E' duttile e capace di passaggi velocissimi dal basso verso l'alto. La versione
accelerata di "Bocca di rosa" è sempre un pezzo di bravura e strappa ovazioni. In
uno spiritual la cantante è virtuosistica e convincente e dimostra un sapiente uso
del microfono. Quando rimane da solo
Ferruccio
Spinetti si impegna al contrabbasso in un'"Estate" di
Bruno Martino
con echi hendrixiani, molto ben riuscita. E' stralunata, ironica e dissacrante la
sanremese "Non ho l'età", lontanissima dalla versione della Cinquetti.
Fra i brani dell'ultimo disco "Complici" si fa raccomandare "Rimando", scritta con
la collaborazione dei "Subsonica". Non manca un intermezzo classico "L'aria sulla
quarta corda" di Bach (sigla di "Superquark") con le parole scritte da Al Jarreau,
quasi a chiudere un cerchio fra chi ha introdotto la rassegna e chi va quasi a concluderla.

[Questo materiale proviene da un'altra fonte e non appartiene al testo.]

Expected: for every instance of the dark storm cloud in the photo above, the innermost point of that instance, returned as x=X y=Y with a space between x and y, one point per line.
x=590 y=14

Fra i bis imposti dall'entusiasmo dei presenti un'altra hit del loro repertorio,
l'impagabile beatlesiana "Come together".

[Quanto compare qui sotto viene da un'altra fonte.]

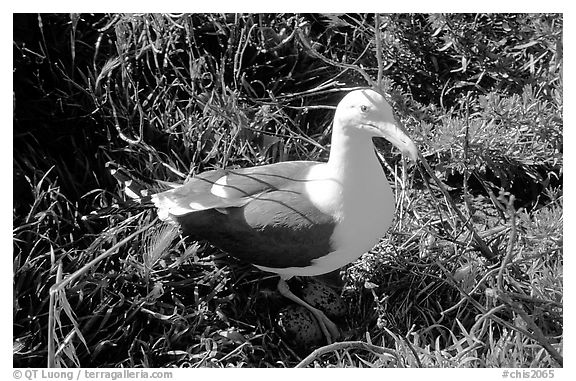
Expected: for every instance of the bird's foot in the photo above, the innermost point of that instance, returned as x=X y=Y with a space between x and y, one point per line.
x=329 y=329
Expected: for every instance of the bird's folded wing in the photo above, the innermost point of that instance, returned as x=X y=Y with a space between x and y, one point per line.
x=224 y=188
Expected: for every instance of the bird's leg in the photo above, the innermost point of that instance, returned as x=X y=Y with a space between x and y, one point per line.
x=329 y=329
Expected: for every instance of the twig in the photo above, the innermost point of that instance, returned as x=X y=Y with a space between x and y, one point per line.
x=484 y=249
x=60 y=285
x=314 y=53
x=378 y=49
x=346 y=345
x=51 y=321
x=511 y=242
x=537 y=335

Tripudio finale per un concerto sicuramente popolare, ma con una sua cifra stilistica
raffinata e originale.
14 agosto 2011
Manomanouche "Django Remembering"
Quella che è in apparenza una repertory band, come il gruppo dichiara fin
dal nome, è un omaggio sentito alla musica di
Django
Reinhardt ma talmente fragrante e vitale che in nessun istante appare
l'ombra dell'accademismo o della celebrazione. Formazione stabile e unita da anni
affronta questo repertorio e stile musicale senza timori riverenziali o desiderio
di annullarsi, ma con un grande rispetto, stima e umiltà. Ciò che rende unici i
Manomanuche è il desiderio costante e strutturante di attualizzare uno stile reinventandolo
ogni giorno e la gioia di suonare questa musica. Nunzio Barbieri affronta con piglio
sicuro, grande maestria, swing, e una buona dose di "incoscienza" l'improbabile compito
di evocare Django, ma il tutto avviene con la consapevolezza costante dell'inarrivabilità
e insieme inutilità di tentare di replicare la musica di Reinhardt pertanto, intelligentemente,
si assiste al tentativo, pienamente riuscito, di rivivificare la musica gitana
con una grande dose di umiltà e divertimento. Anche il timbro inconfondibile dell'originale,
dato dalla compresenza di violino, chitarra e contrabbasso, subisce qui una, neppur
tanto lieve ma gustosissima, sfasatura: la fisarmonica di Pitzianti conferisce un
inedito colore mirabilmente in tono con quel gusto francese che pervade la musica
di Django.
Inutile soffermarsi sul singolo brano, la scaletta alterna originali a brani d'epoca
senza che si noti alcuna frattura o sfasatura a dimostrazione di come gli originali
di Django
Reinhardt siano stati fatti propri e reinventati dall'interno.